The video was shot on multiple stops on the 2001 Ozzfest tour. The background of the video was shot in a California desert, though the band's parts were done in a studio with heavy CGI effects used throughout.
The video — inspired by Princess Mononoke, according to Mike Shinoda — features a giant Egyptian statue isolated in a desert wasteland, grass and plants that grow only to shatter, and a whale that flies around. At the end of the video, after the climactic rain stops, the wasteland has become a grassland with flowers.
Watch the music video here.
I put my tropes in you:
- All for Nothing: "I tried so hard and got so far, but in the end, it doesn't even matter."
- Bizarrchitecture There is a giant statue in the middle of a desert with no other structures anywhere in sight. The statue is also a tower that has some gargoyles.
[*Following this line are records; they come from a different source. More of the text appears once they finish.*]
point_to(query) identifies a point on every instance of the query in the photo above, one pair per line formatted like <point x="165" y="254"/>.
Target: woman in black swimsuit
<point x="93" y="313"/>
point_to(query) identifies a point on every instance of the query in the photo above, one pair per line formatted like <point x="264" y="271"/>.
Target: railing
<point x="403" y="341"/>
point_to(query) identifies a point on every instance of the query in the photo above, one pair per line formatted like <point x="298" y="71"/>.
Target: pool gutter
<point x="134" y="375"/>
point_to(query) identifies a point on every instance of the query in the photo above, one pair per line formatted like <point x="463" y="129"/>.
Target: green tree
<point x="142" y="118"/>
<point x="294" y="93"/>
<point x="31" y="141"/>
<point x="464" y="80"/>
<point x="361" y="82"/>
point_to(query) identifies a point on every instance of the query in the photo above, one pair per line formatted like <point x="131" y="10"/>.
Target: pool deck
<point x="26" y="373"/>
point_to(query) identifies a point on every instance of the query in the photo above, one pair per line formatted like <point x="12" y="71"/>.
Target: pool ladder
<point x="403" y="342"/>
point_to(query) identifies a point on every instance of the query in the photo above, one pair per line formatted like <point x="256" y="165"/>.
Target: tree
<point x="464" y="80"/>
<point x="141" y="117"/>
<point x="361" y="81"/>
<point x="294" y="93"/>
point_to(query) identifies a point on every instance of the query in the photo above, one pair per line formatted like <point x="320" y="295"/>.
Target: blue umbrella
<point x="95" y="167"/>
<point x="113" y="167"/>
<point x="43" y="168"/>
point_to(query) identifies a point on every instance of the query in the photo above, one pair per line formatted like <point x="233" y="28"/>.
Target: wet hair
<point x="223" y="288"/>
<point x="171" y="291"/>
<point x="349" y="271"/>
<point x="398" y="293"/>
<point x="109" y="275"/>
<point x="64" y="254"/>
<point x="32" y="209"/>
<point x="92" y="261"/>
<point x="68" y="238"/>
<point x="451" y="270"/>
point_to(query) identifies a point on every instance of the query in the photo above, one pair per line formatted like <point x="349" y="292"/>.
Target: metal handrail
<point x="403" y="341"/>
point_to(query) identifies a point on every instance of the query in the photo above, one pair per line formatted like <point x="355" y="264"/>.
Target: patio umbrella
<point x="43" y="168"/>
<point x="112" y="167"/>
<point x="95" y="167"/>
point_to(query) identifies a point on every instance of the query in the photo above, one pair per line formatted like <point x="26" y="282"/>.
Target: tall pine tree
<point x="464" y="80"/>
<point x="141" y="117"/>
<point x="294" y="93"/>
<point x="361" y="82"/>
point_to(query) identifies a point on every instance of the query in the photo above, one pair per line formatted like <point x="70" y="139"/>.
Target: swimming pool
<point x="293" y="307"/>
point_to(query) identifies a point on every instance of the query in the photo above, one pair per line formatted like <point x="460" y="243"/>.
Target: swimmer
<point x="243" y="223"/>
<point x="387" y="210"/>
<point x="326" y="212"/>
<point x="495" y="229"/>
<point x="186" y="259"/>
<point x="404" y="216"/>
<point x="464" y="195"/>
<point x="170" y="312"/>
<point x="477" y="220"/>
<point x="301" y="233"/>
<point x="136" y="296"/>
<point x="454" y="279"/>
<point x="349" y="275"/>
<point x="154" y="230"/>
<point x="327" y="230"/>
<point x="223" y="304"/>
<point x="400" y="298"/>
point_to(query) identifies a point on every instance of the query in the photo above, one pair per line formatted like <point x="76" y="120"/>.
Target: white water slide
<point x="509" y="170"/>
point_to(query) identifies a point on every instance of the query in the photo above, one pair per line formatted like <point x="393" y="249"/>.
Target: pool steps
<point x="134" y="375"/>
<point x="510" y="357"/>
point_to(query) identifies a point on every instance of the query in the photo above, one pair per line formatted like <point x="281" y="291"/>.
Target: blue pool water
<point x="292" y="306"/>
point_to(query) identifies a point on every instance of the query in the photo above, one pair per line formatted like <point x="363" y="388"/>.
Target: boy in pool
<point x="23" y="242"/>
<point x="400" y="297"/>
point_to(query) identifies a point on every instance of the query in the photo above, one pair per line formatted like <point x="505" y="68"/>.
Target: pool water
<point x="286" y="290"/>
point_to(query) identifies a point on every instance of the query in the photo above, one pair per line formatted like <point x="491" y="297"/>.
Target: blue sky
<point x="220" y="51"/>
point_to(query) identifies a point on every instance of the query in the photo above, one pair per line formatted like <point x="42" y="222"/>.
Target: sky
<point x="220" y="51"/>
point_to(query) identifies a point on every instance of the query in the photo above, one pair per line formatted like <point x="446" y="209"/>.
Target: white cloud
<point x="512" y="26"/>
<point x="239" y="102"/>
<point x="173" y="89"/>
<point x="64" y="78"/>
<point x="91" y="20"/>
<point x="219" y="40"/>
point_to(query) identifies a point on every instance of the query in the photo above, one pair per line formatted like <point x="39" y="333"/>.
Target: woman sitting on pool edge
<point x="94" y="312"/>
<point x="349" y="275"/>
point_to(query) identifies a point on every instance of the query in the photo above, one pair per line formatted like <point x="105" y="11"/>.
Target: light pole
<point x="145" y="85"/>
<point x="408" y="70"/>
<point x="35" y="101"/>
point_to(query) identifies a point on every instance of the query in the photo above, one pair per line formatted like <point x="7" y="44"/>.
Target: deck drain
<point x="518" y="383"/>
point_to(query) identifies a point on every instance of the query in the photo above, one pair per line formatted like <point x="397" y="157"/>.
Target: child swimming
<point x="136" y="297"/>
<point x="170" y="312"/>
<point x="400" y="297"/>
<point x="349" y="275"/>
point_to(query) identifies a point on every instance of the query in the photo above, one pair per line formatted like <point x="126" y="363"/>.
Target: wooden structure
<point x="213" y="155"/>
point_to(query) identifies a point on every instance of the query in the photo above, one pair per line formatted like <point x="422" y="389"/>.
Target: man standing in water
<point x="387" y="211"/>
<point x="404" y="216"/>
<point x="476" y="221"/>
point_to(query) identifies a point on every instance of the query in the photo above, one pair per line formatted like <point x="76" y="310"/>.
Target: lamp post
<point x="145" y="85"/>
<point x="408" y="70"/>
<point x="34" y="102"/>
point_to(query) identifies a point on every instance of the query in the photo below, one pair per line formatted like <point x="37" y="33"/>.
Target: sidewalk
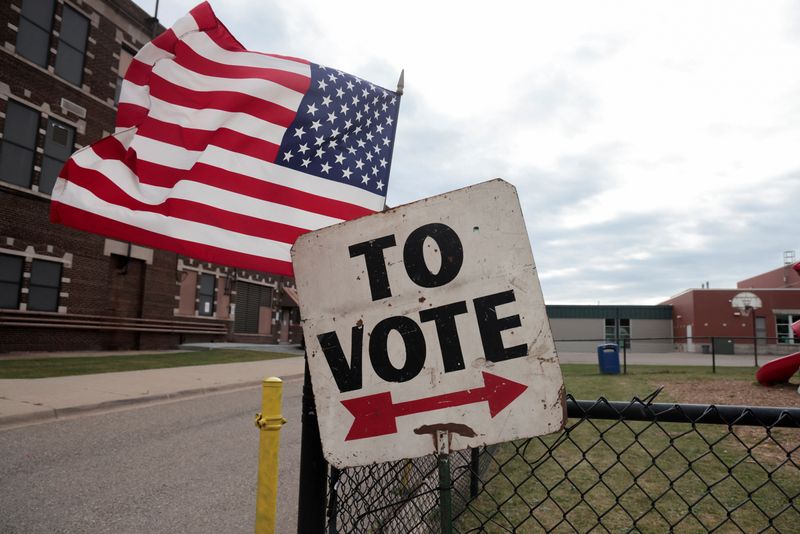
<point x="25" y="401"/>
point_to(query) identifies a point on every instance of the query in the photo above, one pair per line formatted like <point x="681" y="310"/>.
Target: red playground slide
<point x="778" y="370"/>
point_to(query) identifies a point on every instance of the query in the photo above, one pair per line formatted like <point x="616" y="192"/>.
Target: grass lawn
<point x="610" y="476"/>
<point x="47" y="367"/>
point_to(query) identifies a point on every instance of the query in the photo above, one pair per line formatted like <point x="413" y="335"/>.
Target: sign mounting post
<point x="427" y="319"/>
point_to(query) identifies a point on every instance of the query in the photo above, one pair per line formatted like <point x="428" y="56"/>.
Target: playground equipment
<point x="778" y="370"/>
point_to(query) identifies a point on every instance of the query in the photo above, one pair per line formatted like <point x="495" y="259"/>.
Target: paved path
<point x="24" y="401"/>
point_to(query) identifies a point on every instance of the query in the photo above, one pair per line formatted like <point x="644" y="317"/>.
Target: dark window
<point x="58" y="145"/>
<point x="72" y="45"/>
<point x="205" y="303"/>
<point x="44" y="286"/>
<point x="10" y="280"/>
<point x="784" y="327"/>
<point x="33" y="34"/>
<point x="250" y="298"/>
<point x="618" y="331"/>
<point x="19" y="144"/>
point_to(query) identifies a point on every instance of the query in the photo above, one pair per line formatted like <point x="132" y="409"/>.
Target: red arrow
<point x="375" y="414"/>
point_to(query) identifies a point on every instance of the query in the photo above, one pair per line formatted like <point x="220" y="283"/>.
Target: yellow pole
<point x="270" y="422"/>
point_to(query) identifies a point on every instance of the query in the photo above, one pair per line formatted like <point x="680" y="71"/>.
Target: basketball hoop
<point x="746" y="302"/>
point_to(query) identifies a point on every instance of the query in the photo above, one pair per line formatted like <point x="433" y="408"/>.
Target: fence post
<point x="445" y="482"/>
<point x="474" y="472"/>
<point x="624" y="358"/>
<point x="313" y="467"/>
<point x="755" y="348"/>
<point x="269" y="421"/>
<point x="713" y="355"/>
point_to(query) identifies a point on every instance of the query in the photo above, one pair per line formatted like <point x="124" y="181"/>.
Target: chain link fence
<point x="616" y="467"/>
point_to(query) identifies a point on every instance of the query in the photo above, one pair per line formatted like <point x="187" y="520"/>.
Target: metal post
<point x="713" y="356"/>
<point x="313" y="467"/>
<point x="474" y="472"/>
<point x="445" y="484"/>
<point x="624" y="358"/>
<point x="270" y="422"/>
<point x="333" y="511"/>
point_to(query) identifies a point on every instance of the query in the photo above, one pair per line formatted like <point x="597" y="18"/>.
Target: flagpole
<point x="401" y="83"/>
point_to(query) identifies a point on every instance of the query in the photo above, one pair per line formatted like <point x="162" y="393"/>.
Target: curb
<point x="53" y="414"/>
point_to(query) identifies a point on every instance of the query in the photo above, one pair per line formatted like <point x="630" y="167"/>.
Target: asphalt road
<point x="184" y="466"/>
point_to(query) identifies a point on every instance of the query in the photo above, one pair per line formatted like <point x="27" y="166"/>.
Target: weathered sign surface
<point x="427" y="317"/>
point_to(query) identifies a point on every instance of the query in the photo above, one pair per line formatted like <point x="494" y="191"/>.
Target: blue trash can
<point x="608" y="358"/>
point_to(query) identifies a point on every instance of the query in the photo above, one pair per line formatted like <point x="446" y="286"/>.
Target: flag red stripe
<point x="97" y="224"/>
<point x="220" y="100"/>
<point x="159" y="175"/>
<point x="130" y="115"/>
<point x="188" y="58"/>
<point x="198" y="140"/>
<point x="106" y="190"/>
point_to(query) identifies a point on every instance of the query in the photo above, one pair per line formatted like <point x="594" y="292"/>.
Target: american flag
<point x="228" y="155"/>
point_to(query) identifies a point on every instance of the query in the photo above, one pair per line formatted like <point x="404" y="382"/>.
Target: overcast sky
<point x="654" y="145"/>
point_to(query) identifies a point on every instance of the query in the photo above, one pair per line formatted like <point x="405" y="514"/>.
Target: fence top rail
<point x="641" y="410"/>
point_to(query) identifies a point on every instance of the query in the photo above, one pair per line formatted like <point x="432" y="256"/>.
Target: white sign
<point x="427" y="317"/>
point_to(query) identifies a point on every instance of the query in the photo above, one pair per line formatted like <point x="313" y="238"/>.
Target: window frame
<point x="10" y="282"/>
<point x="788" y="338"/>
<point x="65" y="47"/>
<point x="7" y="138"/>
<point x="24" y="19"/>
<point x="46" y="157"/>
<point x="34" y="285"/>
<point x="202" y="297"/>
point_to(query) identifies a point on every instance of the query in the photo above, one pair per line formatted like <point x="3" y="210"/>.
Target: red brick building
<point x="699" y="314"/>
<point x="61" y="64"/>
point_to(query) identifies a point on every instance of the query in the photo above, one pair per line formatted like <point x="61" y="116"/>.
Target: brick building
<point x="699" y="314"/>
<point x="61" y="66"/>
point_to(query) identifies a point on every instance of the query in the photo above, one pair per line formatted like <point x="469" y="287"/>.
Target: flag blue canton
<point x="343" y="131"/>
The top of the tower has some smaller statues that come to life.
- Cue the Sun: In the outro, after the rain stops and the sun returns, the camera zooms out of the tower to show the desert having become fully fertile.
- Fertile Feet: Grass is seen growing as Mike walks.
- Flying Seafood Special: The whale that flies around the tower.
- Gray Rain of Depression: The rain starts on cue during the bridge, when the guitars come in at "I put my trust in you."
- Instant Mass: Just Add Water!: All it takes is about 30 seconds of rain for life in the desert to fully grow.
- Living Statue: The statues at the top of the tower are briefly seen coming to life near the end.
- Roger Rabbit Effect: The video is largely CGI, but the band members are real.
- Space Whale: A whale is seen flying throughout, most notably at the end.
- Vine Tentacles: The vines that grow and shatter behind Mike.